The Federal Bureau of Investigation and the New Haven Police Department’s Internal Affairs unit are conducting two separate investigations into police conduct during an arrest in the Temple Plaza courtyard on June 2.
Both investigations center on the actions of NHPD Sgt. Chris Rubino, who allegedly beat a handcuffed 24-year-old man who had been fighting with officers, arrested a woman who had recorded the incident on her cell phone and ordered another officer to snatch the phone from the woman’s bra, the New Haven Independent reported.
The NHPD investigation will look at whether Rubino’s conduct violated General Order 311, which protects the rights of citizens to photograph or video-record police activity in public. That policy took effect last March following several controversial incidents, including the botched raid of the Morse-Stiles Screw at Elevate Lounge in October 2010.
Jennifer Gondola, an Ansonia, Conn., resident who filmed the incident on her cell phone, told the Independent she put her phone in her bra after Rubino demanded she hand it over. When she did not comply with his command, Rubino handcuffed her “really tight” and ordered another officer to pat her down and remove the phone, Gondola said, adding that Rubino pocketed the phone.
Described as “dark and chaotic,” the phone’s video was posted online by the Independent Tuesday evening. The video captures Rubino’s arrest of the suspect and his demands to Gondola to turn over the phone. Gondola’s attorney, Diane Polan, said Wednesday that the video contradicts Rubino’s written police report of the incident in one key way: the sequence of events including when Gondola invoked her right to record.

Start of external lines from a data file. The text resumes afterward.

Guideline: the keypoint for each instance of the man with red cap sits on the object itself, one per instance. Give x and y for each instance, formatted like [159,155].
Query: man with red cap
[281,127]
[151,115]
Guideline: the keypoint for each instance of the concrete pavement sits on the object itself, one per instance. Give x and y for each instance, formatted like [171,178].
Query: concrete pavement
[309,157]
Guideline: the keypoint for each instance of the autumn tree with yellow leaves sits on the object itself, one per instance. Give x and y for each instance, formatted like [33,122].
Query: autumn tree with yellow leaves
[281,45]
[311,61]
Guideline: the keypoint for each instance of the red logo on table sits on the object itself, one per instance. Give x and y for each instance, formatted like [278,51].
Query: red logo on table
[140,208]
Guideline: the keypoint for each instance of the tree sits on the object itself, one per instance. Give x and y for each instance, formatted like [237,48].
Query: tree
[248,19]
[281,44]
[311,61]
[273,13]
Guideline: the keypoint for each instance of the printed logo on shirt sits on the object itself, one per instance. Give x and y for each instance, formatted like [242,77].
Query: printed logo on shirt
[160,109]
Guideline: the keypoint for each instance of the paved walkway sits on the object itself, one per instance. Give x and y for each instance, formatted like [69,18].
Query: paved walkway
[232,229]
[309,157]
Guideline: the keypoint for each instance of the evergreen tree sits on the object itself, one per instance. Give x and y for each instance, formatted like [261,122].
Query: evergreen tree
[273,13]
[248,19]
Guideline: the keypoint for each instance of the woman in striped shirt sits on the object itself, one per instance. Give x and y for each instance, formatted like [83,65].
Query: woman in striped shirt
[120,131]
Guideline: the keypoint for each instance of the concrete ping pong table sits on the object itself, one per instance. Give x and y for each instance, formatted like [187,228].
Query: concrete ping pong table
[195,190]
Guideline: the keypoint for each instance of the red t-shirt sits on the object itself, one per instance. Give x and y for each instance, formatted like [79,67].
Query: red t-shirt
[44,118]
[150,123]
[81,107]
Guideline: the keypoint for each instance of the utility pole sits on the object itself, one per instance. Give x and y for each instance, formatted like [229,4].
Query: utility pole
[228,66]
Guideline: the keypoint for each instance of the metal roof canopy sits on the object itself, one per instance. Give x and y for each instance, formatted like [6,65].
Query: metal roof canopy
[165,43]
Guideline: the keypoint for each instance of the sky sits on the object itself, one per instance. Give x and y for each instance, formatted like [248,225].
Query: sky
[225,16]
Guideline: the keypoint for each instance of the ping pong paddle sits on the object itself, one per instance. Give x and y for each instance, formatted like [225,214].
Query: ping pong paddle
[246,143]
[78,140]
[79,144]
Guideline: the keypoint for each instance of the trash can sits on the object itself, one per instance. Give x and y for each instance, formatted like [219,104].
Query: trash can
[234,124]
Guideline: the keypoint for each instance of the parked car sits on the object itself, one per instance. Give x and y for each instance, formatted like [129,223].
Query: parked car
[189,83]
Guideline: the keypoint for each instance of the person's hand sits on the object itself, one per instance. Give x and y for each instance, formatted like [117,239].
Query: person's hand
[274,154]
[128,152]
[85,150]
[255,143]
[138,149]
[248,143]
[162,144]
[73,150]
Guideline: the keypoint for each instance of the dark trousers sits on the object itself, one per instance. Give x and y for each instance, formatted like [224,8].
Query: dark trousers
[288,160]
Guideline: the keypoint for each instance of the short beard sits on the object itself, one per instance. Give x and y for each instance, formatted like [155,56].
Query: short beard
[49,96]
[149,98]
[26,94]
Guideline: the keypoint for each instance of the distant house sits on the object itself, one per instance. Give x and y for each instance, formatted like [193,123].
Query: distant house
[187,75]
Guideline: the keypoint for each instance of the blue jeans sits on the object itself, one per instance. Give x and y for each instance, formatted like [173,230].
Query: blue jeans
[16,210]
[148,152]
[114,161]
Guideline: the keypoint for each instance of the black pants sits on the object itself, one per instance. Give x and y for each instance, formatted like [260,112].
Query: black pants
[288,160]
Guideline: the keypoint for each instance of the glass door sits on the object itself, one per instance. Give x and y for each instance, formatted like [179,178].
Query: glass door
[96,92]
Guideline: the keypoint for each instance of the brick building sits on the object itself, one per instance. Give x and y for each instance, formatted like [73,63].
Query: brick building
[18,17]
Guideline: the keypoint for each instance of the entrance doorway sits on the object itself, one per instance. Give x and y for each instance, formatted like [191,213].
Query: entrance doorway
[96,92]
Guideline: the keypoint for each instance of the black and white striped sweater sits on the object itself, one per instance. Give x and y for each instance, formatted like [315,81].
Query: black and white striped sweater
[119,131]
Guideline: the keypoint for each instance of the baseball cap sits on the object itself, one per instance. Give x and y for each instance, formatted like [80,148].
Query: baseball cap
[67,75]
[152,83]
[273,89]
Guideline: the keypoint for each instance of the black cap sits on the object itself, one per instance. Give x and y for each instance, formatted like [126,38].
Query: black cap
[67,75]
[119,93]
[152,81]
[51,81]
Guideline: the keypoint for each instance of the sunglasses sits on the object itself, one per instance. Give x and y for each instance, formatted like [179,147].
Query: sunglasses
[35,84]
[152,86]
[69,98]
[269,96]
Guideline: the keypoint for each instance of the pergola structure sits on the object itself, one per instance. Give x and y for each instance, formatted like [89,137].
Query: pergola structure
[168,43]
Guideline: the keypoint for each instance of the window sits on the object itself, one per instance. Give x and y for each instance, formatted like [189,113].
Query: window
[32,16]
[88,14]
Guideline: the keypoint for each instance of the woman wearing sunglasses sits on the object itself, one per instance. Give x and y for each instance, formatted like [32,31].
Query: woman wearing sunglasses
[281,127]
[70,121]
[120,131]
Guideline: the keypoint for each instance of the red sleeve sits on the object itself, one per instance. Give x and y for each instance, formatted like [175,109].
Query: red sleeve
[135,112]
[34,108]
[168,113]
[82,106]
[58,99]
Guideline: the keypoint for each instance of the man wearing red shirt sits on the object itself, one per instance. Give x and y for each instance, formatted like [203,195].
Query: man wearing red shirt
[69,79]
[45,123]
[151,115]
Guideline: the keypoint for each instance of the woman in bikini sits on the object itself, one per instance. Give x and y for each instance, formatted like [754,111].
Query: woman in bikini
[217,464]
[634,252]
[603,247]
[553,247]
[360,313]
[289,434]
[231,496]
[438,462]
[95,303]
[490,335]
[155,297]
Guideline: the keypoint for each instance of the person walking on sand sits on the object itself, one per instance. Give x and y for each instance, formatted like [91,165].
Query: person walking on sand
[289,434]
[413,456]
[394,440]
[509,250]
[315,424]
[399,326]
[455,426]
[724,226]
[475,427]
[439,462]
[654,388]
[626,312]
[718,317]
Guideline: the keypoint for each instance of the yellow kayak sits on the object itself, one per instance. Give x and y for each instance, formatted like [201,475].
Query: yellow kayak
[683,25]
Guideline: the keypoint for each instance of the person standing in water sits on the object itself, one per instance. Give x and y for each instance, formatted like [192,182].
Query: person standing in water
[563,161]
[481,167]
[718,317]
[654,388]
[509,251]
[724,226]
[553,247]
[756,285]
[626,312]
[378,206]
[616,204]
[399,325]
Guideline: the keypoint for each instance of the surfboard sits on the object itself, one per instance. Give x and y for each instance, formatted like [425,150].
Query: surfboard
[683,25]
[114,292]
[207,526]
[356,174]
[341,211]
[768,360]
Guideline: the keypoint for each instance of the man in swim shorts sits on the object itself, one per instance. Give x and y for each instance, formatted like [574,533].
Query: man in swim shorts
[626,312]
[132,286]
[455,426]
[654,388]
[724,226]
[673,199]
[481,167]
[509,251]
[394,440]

Gondola and her friend, Tamara Harris, who witnessed the incident, took their story to the Independent, which published an initial story on the NHPD probe the following Monday. The story included a photograph of Rubino with his foot on a handcuffed suspect’s head.
That photograph prompted an FBI investigation into the arrest, the Independent reported. A source close to the investigation told the Independent that the FBI is more interested in whether “the arrest of the guy who is on the ground” in the photograph violated civil rights law, than in Rubino’s conduct toward Gondola.
“Although the investigations are independent of one another, the two agencies are cooperating,” according to a NHPD press release on Wednesday.
For his part, Rubino told the Independent he had “done nothing wrong” and that he confiscated Gondola’s phone because she captured evidence of the illegal actions of the man he was arresting.
Both investigations are still ongoing.